En même temps, il y a bien eu la mort d'une allocataire...

Je ne vais pas vous le cacher : ce suicide est un constat d'échec pour la Caf. Mais je voudrais replacer ce drame dans la situation plus globale de la caisse. Dans le Nord, nous comptons 600 000 allocataires dont environ 10 % ne vivent que grâce aux allocations que nous leur versons. Le défi pour nous, c'est d'être dans une logique de "production de masse" (des dizaines de milliers de courriers chaque jour, des milliers d'appels), tout en étant à l'affût des situations d'urgence. Je considère que nos systèmes d'alerte fonctionnent de façon convenable.

Revenons à Mme Loridan. Que s'est-il passé avec vos services ? 

Depuis janvier, il y a eu une trentaine de contacts avec elle, soit par écrit (avec des délais de réponse inférieurs à 15 jours), soit par téléphone ou en entretien direct avec un travailleur social en avril et en mai. A cette occasion, une proposition d'allocation de soutien familial qui aurait tourné autour de 100 euros mensuels a été faite.

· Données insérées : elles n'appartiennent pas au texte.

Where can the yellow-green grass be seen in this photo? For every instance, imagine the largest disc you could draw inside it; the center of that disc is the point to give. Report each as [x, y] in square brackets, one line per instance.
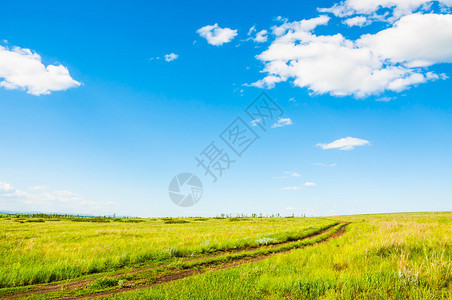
[40, 250]
[393, 256]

Mais Émilie Loridan l'a refusé pour une raison que j'ignore.

Sur le plan des ressources, quelle était la situation de cette allocataire ?

Contrairement à ce que j'ai pu lire ici ou là, il n'y a jamais eu d'interruption des droits en 2015 et 2016. Elle a continué à toucher entre 1 200 et 1 500 euros par mois. Quand nous nous sommes aperçu très tardivement que le père des enfants travaillait en Belgique, nous avons arrêté le versement de l'allocation d'éducation de l'enfant handicapé (AEEH). Mais la sécurité sociale belge, Securitex, a pris le relais en versant l'allocation pour la petite fille handicapée qui était scolarisée en Belgique. Selon les informations dont je dispose, Émilie Loridan touchait, entre mai 2012 et décembre 2014, environ 1 200 euros par mois en cumulant les diverses allocations qui lui étaient versées. A partir de janvier 2015, date à laquelle Securitex a pris le relais pour le paiement de l'allocation enfant handicapé, ses revenus en provenance de France et de Belgique avoisinaient les 1 500 €.

Vous oubliez de parler du trop-perçu par Émilie Loridan...

Effectivement, celui-ci a été estimé, au titre de l'AEEH, à 36 000 €. Mais ce montant n'a jamais été notifié à l'allocataire. Nous lui avons précisé que cette somme serait remboursée par Securitex - ce qu'elle a d'ailleurs fait en partie. Pour autant, je reconnais que Émilie Loridan a pu être choquée en découvrant ce montant sur le site caf.fr. Il y a eu un autre problème en juin 2016 avec la notification d'un trop-perçu de 571 € que nous n'avons pas pu supprimer. Si bien qu'elle n'a pas reçu d'allocation de notre part ce mois-ci. Je refuse, pour ma part, d'établir un lien de cause à effet avec le suicide. Les ressorts d'un geste comme celui-ci sont toujours très complexe.

Quels enseignements tirez-vous de ce drame ?

D'abord, je constate une nouvelle fois que notre système de protection sociale que beaucoup de voisins nous envient est d'une très grande complexité, surtout quand se rajoutent des éléments liés à la situation transfrontalière. Cela peut paraître totalement incompréhensible pour des personnes qui se débattent dans de grandes difficultés. Mais une Caf ne fait qu'appliquer des règles décidées par le législateur.

En revanche, je compte lancer un chantier pour ne plus inscrire systématiquement le montant du trop-perçu sur sur caf.fr. Nous allons réfléchir à un système pour qu'à partir d'un certain montant (10 000 € par exemple), et quand des difficultés professionnelles ou familiales ont été repérées, les travailleurs sociaux appellent directement l'allocataire pour l'informer de la situation. Cela pourrait éviter des situations de profonde inquiétude. En même temps, il faut bien voir qu'avec 70 travailleurs sociaux pour tout le département du Nord, nos moyens d'intervention humains sont forcément limités.